Semaglutide (Ozempic) has potential therapeutic effects in neurodegenerative disorders through "modulation of neuroinflammation, enhancement of mitochondrial function, and promotion of neurogenesis". It has shown benefits in animal models of Alzheimer's and Parkinson's. So they're not just testing a random drug, but something that could work.

For details, see: https://pubmed.ncbi.nlm.nih.gov/38921025

This diagram shows how Ozempic can produce these results, the various pathways from the GLP-1 receptor to reduce inflammation, protect neurons, and affect mitochondria: https://cdn.ncbi.nlm.nih.gov/pmc/blobs/87c0/11202139/72234dd...
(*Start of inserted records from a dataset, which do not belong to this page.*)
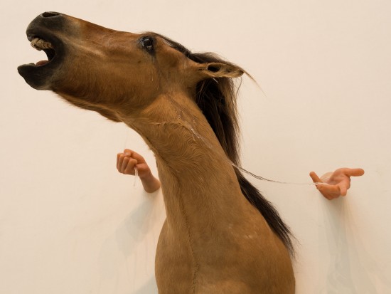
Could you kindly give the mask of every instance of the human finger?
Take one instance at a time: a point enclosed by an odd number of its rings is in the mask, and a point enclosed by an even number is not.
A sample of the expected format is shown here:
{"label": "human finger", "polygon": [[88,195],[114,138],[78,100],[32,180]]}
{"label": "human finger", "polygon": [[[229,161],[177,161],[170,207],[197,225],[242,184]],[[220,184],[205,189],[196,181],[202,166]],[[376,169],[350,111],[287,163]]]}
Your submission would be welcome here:
{"label": "human finger", "polygon": [[124,170],[124,174],[134,174],[135,170],[134,167],[137,164],[137,160],[134,159],[129,159],[129,162]]}
{"label": "human finger", "polygon": [[128,165],[129,159],[130,159],[130,157],[128,157],[127,156],[124,157],[124,159],[122,160],[122,164],[121,164],[121,172],[122,174],[125,171],[125,169],[127,168],[127,166]]}
{"label": "human finger", "polygon": [[348,194],[348,189],[349,189],[349,187],[346,187],[346,185],[343,184],[338,185],[338,187],[340,189],[341,195],[346,196],[346,194]]}
{"label": "human finger", "polygon": [[122,162],[124,162],[124,154],[118,153],[117,154],[117,169],[118,172],[121,172],[121,167],[122,167]]}
{"label": "human finger", "polygon": [[132,154],[134,152],[133,150],[131,150],[130,149],[124,149],[124,155],[125,157],[132,157]]}
{"label": "human finger", "polygon": [[312,179],[312,182],[314,182],[315,184],[322,182],[321,179],[319,179],[319,177],[318,177],[315,172],[311,172],[309,173],[309,176]]}
{"label": "human finger", "polygon": [[345,174],[348,177],[360,177],[364,174],[365,172],[363,169],[346,169]]}
{"label": "human finger", "polygon": [[140,155],[139,153],[135,152],[134,151],[132,152],[132,157],[137,160],[138,164],[145,162],[145,159],[144,159],[144,157],[141,155]]}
Thank you, I really appreciate it, as I'm not educated in biochem at all.


"Type 3 diabetes" is one of the speculated causes of alzheimer's. The evidence there is not great.


Fixing type 1 or 2 diabetes does not fix the damage they already did either.


It was correlated to lower Dementia rates in a past study. https://journals.sagepub.com/doi/10.1177/13872877251351329


Thanks, I wasn't aware of this. Do we know how?


Generally this is the answer when there's an announcement like this. Some early paper or analysis showed some (often weak but potentially very interesting) correlation between $new_drug and $scary_disease/$scary_disorder. Doctors and scientists go off and study that in more depth with better controls or more data points and we learn a little more about the world, if you miss the initial paper(s) the follow up can seem a little random.


This new study that did not find a causal link was part of the attempt to find out how. The original study was more of an observation than a deep dive.

You could think of it similar to a study that shows something like "People who don't watch network TV have fewer strokes", which could be an interesting correlation, but the causal effect might be something more like "people who are more health conscious tend to avoid sitting down for extended waking periods" which ultimately has nothing to do with TV.


I don't think there's a confirmed mechanism (or even whether the fact that it does prevent dementia is a confirmed fact).

But you could speculate that obesity -> cardiovascular issues -> neurological damage, and that could explain things.


We don't know the "how" in a surprising number of medicines.


We unfortunate know very little about how dementia / Alzheimer's develop in the first place.


I know we can tell that a chemical does a particular thing in the body, but can we tell that it does not do anything other than that thing? The body is ridiculously complex, and as far as I know we don’t know how every part (or combination of parts) works.

Edit: I mean in the theoretical “this targets the x receptor” kind of way, not in “we tested this and found no causal link” way.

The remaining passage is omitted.